Late Tuesday, as this article was being prepared for publication, two women who’ve worked with Mustaciuolo in the past contacted The News, stating that he had called them to tell them about the pending article. One of them, an official with the Department of Housing Preservation and Development, declined to speak on the record. But Throggs Neck Houses tenant association president Monique Johnson defended Mustaciuolo for helping her resolve issues at the development quickly.
“Vito is a very good person,” Johnson said. “He’s very mild mannered.”
Johnson denied Mustaciuolo asked her to call The News and wouldn’t say how she got the reporter’s phone number.
As NYCHA general manager, Mustaciuolo is the “principal administrator” and responsible for overseeing maintenance of all 325 developments — essentially the super for more than 400,000 New Yorkers who live in public housing.
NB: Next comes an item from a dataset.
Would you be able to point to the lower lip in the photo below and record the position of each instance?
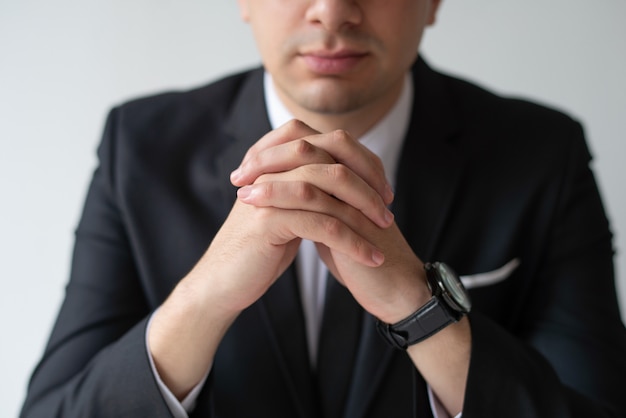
(332, 65)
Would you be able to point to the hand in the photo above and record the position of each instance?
(334, 175)
(257, 243)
Mustaciuolo majored in marketing at Pace University and graduated with a bachelor of business administration in 1982. He’s worked in city government since 1984, serving in a variety of operational positions at the Department of Housing Preservation and Development for more than two decades.
But his new role at NYCHA has propelled him into the spotlight at a time when the public housing authority faces increased scrutiny from city, state and federal officials. Greg Russ, the NYCHA chairman and Mustaciuolo’s new boss, started this month. He’s taking the reins with holes in NYCHA’s leadership.
As of Aug. 12, there were five vacant positions in the highest levels of NYCHA, with another nine roles filled by temporary “acting” officials, according to authority records.
There were no temporarily filled roles in July 2017, and five vacancies. Nine months after Mustaciuolo started in November 2018, there were nine vacancies and seven other positions covered by “acting” officials.